Thankfully, Krakauer’s book isn’t a piece of feminist advocacy or even feminist journalism. Instead, it’s another product of a singular mind, and let’s be honest; Krakauer probably would have made more money going back to the wilderness. Instead, he chose to use his considerable skills and notably obsessive mind to show, not tell, the lessons of rape culture. I have no idea whether his rock-climbing fanboys will follow him into this new territory, but if they do, Krakauer is a skilled guide. My guess is his “Aw, shucks, I never thought about rape” persona in interviews is an attempt to lead those fans who are initially uncomfortable with the topic into the book, where they will face his straightforwardly presented evidence.

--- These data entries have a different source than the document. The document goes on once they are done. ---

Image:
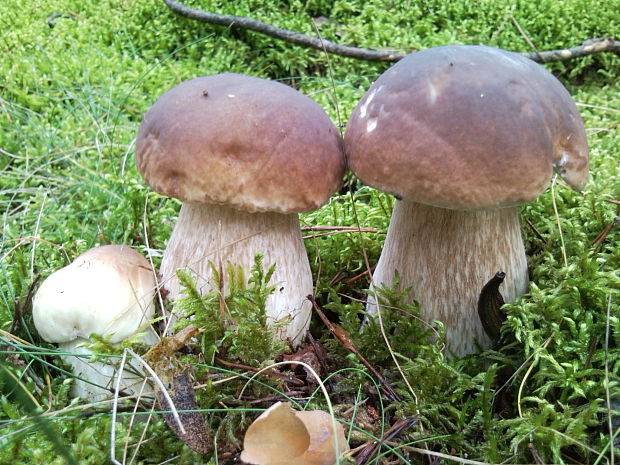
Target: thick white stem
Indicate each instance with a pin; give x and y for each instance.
(446, 257)
(212, 233)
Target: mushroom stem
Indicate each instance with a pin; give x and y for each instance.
(207, 233)
(447, 256)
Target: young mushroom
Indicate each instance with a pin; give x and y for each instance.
(245, 155)
(462, 135)
(109, 291)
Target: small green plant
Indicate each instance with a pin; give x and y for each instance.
(234, 325)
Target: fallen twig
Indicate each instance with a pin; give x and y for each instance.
(589, 47)
(370, 450)
(598, 240)
(286, 378)
(344, 339)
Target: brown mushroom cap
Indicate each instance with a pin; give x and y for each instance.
(466, 127)
(250, 143)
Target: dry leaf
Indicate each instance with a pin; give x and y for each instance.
(282, 436)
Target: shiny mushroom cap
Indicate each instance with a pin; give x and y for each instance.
(236, 140)
(107, 290)
(466, 127)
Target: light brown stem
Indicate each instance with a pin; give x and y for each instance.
(211, 233)
(446, 257)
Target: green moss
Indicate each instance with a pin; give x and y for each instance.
(71, 98)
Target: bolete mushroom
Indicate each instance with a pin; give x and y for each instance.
(245, 155)
(108, 291)
(462, 135)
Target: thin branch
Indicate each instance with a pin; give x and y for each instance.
(589, 47)
(282, 34)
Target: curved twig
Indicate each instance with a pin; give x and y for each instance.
(589, 47)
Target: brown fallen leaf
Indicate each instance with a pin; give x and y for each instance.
(283, 436)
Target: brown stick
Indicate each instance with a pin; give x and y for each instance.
(589, 47)
(344, 339)
(286, 378)
(373, 447)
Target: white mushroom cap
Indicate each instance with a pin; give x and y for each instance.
(107, 290)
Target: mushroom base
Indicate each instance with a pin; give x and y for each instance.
(217, 234)
(96, 381)
(447, 256)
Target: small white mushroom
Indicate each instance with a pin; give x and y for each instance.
(109, 291)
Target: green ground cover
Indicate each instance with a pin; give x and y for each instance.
(75, 79)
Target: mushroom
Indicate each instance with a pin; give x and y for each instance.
(245, 155)
(109, 291)
(281, 435)
(462, 135)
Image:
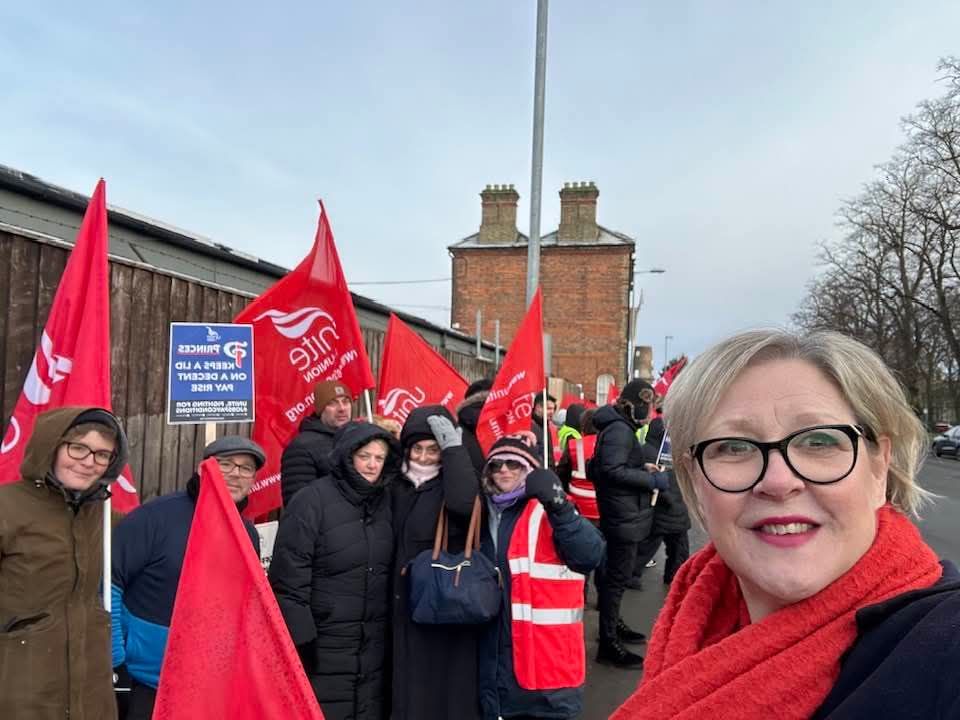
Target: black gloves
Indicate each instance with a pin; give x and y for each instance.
(545, 486)
(661, 480)
(122, 682)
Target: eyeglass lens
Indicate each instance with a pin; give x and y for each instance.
(819, 455)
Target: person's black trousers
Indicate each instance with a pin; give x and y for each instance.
(676, 547)
(140, 702)
(612, 578)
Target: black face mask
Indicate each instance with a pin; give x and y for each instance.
(640, 412)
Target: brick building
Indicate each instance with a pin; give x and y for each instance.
(586, 272)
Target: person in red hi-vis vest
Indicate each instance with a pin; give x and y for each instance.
(532, 659)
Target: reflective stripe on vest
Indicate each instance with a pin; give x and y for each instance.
(565, 433)
(642, 433)
(544, 616)
(546, 603)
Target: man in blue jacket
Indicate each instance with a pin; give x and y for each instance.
(148, 549)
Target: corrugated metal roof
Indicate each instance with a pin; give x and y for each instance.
(606, 238)
(154, 243)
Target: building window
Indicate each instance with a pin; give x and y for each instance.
(603, 388)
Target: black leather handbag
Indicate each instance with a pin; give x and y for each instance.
(454, 588)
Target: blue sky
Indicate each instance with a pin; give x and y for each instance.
(722, 136)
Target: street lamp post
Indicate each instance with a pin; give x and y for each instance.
(634, 312)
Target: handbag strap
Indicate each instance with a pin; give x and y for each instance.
(473, 531)
(441, 537)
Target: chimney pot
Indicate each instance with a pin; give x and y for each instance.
(578, 212)
(498, 214)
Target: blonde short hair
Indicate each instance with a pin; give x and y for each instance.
(864, 380)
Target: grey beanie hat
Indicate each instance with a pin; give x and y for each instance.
(235, 445)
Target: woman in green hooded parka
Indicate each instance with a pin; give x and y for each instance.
(54, 632)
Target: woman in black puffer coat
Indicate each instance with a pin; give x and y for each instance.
(434, 666)
(625, 480)
(331, 574)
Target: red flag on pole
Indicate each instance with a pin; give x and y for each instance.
(613, 392)
(229, 654)
(510, 403)
(413, 374)
(669, 375)
(305, 331)
(72, 364)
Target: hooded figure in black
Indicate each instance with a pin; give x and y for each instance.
(625, 478)
(434, 666)
(468, 415)
(331, 574)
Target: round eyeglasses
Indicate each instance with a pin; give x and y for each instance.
(79, 451)
(822, 454)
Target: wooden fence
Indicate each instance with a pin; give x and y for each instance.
(143, 303)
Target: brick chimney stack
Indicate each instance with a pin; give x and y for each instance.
(578, 212)
(498, 216)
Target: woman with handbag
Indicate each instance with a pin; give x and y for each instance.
(331, 574)
(434, 666)
(532, 657)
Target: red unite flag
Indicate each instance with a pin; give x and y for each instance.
(305, 331)
(509, 405)
(228, 654)
(72, 364)
(613, 392)
(669, 375)
(413, 374)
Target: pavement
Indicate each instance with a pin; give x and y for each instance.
(608, 687)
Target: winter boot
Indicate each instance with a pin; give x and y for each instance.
(625, 634)
(617, 655)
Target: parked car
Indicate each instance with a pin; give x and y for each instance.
(947, 443)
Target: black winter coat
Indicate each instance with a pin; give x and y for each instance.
(582, 547)
(331, 575)
(905, 660)
(434, 666)
(306, 458)
(624, 488)
(468, 415)
(670, 515)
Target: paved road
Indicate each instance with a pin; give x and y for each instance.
(607, 687)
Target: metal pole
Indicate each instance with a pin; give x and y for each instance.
(479, 331)
(107, 555)
(536, 180)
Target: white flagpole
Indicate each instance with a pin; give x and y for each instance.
(107, 555)
(366, 398)
(546, 431)
(656, 493)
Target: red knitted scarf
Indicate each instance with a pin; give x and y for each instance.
(706, 660)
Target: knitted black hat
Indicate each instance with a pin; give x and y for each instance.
(522, 447)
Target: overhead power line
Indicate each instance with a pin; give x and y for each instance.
(400, 282)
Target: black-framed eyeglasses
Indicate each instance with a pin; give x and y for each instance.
(821, 454)
(79, 451)
(495, 465)
(228, 466)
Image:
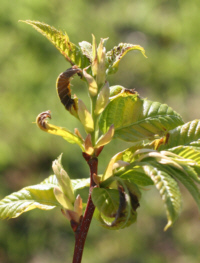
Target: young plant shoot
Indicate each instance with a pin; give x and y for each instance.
(164, 151)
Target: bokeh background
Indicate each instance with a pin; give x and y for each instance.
(29, 66)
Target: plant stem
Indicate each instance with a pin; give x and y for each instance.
(82, 230)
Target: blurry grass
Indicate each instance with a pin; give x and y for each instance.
(169, 31)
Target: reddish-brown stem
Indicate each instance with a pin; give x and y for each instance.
(82, 230)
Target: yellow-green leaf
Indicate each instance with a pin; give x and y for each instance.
(61, 41)
(114, 56)
(37, 196)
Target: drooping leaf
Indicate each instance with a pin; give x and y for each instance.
(187, 152)
(114, 56)
(137, 176)
(52, 129)
(187, 134)
(65, 185)
(64, 90)
(37, 196)
(61, 41)
(128, 196)
(138, 119)
(169, 191)
(80, 183)
(188, 183)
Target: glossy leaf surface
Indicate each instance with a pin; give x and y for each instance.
(37, 196)
(61, 41)
(138, 119)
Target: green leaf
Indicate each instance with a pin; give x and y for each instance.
(37, 196)
(61, 41)
(80, 183)
(188, 183)
(187, 152)
(187, 134)
(106, 200)
(43, 124)
(137, 119)
(86, 48)
(136, 175)
(169, 191)
(114, 56)
(52, 180)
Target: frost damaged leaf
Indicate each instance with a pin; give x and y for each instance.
(64, 90)
(114, 56)
(69, 50)
(52, 129)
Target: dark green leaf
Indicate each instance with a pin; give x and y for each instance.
(138, 119)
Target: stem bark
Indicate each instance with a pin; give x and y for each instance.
(82, 230)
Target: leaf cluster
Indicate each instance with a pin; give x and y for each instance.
(165, 150)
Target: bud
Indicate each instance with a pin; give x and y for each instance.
(93, 89)
(78, 206)
(115, 90)
(85, 117)
(119, 164)
(106, 138)
(89, 149)
(94, 56)
(109, 169)
(62, 198)
(102, 99)
(101, 55)
(63, 179)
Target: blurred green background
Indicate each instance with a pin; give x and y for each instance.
(29, 66)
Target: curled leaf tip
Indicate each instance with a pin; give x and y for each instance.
(41, 119)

The truth is, it may be impossible for entrenched feminist writers to write about rape the way Krakauer does. With any sort of broad-based social injustice, once you see the light, which many women sadly do early on, it’s hard to back up and break things down to the basic elements that Krakauer uses. This is presumably why he roves from topic to topic, moving on once he gains an understanding of how a system (the FLDS church, the army, rape prosecutions) functions, almost always nefariously.

Yet because misconceptions around rape persist, feminism may benefit from this kind of “drop-in” writing that uses only the power of example to dispel myths. And we may need it to come from smart people who don’t understand intrinsically the structures that oppress others. This is a hard idea to swallow, and I understand that some will never accept this model of allyship. Perhaps I’m justifying Krakauer because I am a devourer of his writing, but I nonetheless echo other feminist writers in hoping this book becomes mandatory reading for college freshmen, prosecutors, fraternities, football coaches and others who need it. Krakauer isn’t speaking to “us.” He’s speaking to his mainstream audience, and many of them are probably as ignorant as he admits he was. By some standards, that’s called being an ally. But by any standards, it’s being a good writer.